1.
PENDAHULUAN
1.1.
Latar Belakang Daya saing bisnis di pasar global tidak hanya ditentukan oleh kemampuan
pelaku dalam memanajemeni usahanya tetapi juga oleh kinerja dari berbagai aktor yang terlibat dalam rantai nilai yang terkait dengan bisnis tersebut. Dalam hal ekspor kopra, daya saing usaha ekspor ditentukan oleh banyak pihak salah satunya adalah petani penghasil kopra sebagai pemasok. Kelapa (Cocos nucifera.L) merupakan tanaman jenis palma yang mempunyai nilai ekonomis cukup tinggi dalam dunia perdagangan (Ruaw, 2011).
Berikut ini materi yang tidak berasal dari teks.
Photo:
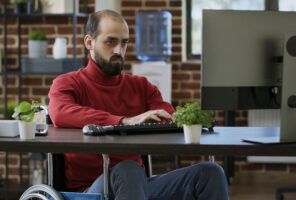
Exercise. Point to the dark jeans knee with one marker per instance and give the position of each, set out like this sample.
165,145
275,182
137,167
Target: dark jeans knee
214,173
128,168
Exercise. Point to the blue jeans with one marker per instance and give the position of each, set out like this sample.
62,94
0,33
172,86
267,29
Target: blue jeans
128,181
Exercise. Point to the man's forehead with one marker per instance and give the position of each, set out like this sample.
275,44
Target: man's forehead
111,24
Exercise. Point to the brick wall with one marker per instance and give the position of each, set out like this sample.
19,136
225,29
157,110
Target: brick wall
185,83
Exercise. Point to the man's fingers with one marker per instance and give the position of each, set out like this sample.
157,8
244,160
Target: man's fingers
163,114
155,118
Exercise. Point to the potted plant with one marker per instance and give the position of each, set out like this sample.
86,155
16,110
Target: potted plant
192,118
20,6
25,113
37,44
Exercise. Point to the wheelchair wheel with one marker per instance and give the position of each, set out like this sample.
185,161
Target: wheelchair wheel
42,192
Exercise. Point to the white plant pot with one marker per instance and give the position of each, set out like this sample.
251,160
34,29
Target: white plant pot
37,49
27,130
192,133
59,49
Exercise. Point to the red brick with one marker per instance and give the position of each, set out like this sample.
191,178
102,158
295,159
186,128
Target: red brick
128,13
176,3
276,167
57,20
157,4
177,22
190,85
253,167
14,91
32,20
181,95
191,66
177,30
65,30
180,76
11,80
177,40
48,80
196,95
176,57
196,76
32,81
40,91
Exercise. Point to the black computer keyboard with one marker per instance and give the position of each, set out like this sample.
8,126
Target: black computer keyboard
92,129
150,128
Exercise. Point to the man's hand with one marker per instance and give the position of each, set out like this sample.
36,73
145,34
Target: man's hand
151,115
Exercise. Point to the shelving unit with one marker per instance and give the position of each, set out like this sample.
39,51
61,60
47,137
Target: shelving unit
5,72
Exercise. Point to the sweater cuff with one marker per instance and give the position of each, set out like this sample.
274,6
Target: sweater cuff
116,120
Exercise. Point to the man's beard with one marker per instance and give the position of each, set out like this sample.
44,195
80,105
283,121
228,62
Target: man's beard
109,68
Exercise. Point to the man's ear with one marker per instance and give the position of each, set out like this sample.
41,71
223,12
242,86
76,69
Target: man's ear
88,42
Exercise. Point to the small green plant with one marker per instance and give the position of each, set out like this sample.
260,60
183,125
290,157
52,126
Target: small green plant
190,114
37,35
25,111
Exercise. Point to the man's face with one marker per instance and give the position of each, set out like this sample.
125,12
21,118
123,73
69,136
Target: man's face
110,45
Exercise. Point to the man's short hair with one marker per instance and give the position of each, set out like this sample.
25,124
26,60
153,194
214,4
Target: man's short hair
93,22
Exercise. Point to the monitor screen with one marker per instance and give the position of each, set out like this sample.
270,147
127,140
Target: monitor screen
242,58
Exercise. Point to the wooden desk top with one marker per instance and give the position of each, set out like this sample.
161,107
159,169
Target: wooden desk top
225,141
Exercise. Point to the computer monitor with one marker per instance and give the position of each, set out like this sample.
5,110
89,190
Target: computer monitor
248,62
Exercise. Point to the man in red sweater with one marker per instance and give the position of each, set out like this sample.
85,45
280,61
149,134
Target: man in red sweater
101,94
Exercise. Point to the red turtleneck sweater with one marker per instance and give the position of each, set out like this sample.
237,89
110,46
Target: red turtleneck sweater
88,96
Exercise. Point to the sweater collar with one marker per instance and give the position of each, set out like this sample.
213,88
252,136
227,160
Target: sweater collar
94,72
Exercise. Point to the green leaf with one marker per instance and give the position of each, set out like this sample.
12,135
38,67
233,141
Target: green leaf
190,114
25,111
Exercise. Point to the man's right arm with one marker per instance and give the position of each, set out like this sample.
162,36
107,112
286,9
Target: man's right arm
65,109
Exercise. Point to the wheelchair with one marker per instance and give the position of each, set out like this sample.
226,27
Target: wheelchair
56,182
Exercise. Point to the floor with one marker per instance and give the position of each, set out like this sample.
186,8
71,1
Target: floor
261,186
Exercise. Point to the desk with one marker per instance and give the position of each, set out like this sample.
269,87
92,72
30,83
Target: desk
225,141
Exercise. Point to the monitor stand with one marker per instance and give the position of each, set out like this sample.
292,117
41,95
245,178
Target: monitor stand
288,99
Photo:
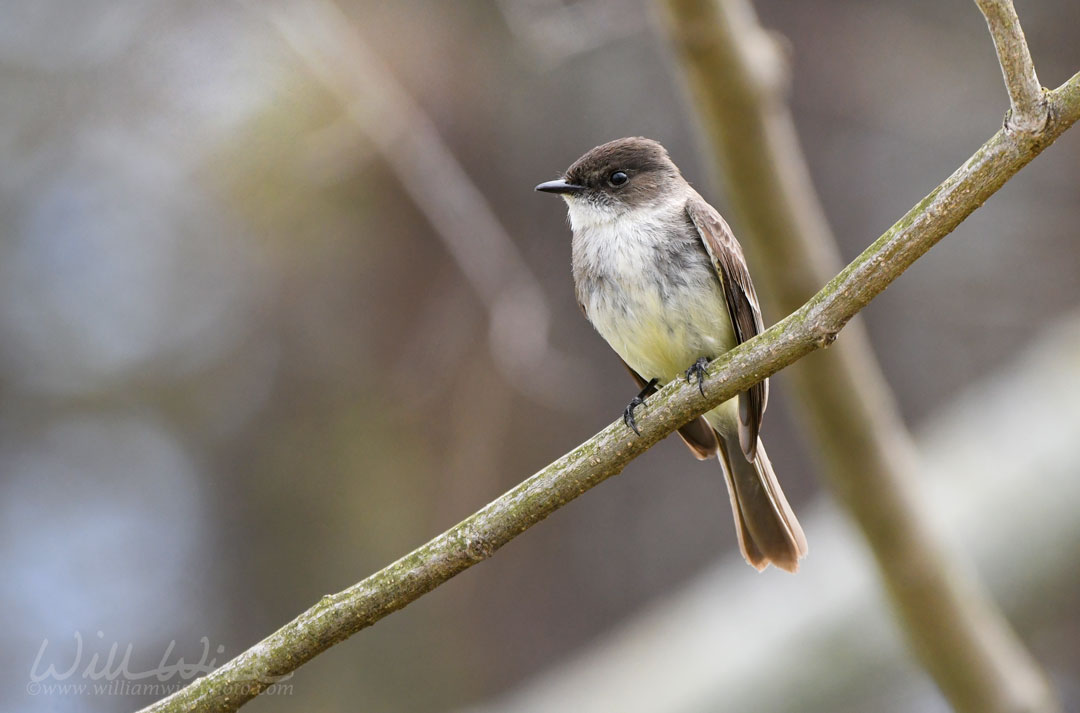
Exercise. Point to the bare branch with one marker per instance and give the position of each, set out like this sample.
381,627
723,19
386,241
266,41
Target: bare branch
867,457
336,617
1029,110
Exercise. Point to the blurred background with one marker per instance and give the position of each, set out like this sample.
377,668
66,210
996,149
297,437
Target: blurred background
240,368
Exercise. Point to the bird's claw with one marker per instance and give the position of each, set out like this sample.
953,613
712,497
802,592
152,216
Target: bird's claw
698,370
628,414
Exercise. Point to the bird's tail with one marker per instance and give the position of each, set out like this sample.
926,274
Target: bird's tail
768,530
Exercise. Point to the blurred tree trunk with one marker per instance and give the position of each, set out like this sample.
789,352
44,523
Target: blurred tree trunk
738,77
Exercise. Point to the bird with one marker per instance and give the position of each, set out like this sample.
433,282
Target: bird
660,276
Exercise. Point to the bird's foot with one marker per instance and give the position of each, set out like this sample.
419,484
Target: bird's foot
698,370
628,414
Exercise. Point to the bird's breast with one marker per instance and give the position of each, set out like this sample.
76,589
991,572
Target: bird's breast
653,296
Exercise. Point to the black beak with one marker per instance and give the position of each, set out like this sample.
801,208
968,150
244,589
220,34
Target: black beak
559,186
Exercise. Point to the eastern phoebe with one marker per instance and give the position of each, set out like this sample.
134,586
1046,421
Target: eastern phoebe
660,276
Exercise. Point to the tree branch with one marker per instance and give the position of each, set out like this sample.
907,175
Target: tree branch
814,325
1028,110
736,75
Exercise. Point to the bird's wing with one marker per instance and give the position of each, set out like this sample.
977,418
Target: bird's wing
742,304
698,434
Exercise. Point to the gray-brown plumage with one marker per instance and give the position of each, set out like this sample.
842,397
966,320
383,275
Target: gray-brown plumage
660,276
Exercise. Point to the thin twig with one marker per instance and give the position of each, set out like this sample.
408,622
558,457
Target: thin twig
1028,109
859,436
814,325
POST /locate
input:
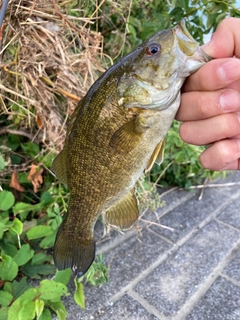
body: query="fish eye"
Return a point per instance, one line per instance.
(153, 49)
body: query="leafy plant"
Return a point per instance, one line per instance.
(32, 202)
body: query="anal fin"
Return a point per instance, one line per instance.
(124, 213)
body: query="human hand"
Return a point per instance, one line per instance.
(210, 106)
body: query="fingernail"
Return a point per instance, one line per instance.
(229, 100)
(230, 70)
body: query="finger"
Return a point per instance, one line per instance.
(199, 105)
(215, 74)
(222, 155)
(207, 131)
(225, 41)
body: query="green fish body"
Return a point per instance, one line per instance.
(116, 133)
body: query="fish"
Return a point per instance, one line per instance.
(115, 134)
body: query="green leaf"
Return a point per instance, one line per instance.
(4, 313)
(23, 209)
(63, 276)
(2, 229)
(46, 197)
(48, 242)
(8, 248)
(27, 311)
(5, 298)
(19, 308)
(30, 148)
(39, 232)
(18, 288)
(60, 310)
(6, 200)
(39, 305)
(8, 268)
(79, 294)
(24, 254)
(46, 315)
(17, 226)
(34, 271)
(39, 258)
(51, 290)
(2, 162)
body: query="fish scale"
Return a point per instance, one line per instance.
(116, 133)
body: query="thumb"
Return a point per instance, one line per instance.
(225, 42)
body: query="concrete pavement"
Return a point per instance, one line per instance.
(191, 272)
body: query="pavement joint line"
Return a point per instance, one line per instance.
(235, 282)
(150, 308)
(161, 236)
(227, 224)
(130, 233)
(177, 203)
(198, 294)
(166, 254)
Kelapa merupakan komoditi strategis karena perannya yang besar sebagai sumber pendapatan masyarakat, sumber bahan baku industri, sumber devisa, dan sebagai penyedia lapangan kerja (Turukay, 2010). Pohon kelapa merupakan tanaman yang banyak ditemukan di wilayah provinsi Sulawesi Utara. Masyarakat di provinsi tersebut sudah sejak lama terbiasa dalam membudidayakan kelapa sebagai salah satu sumber pendapatan utama. Tanaman kelapa sendiri termasuk tanaman yang cukup istimewa. Karena, hampir seluruh bagian tanaman tersebut dapat dimanfaatkan masyarakat untuk membuat berbagai produk (lihat gambar 1.1).
1
Gambar 1.1 Pohon Industri Kelapa (Sumber: deptan.go.id)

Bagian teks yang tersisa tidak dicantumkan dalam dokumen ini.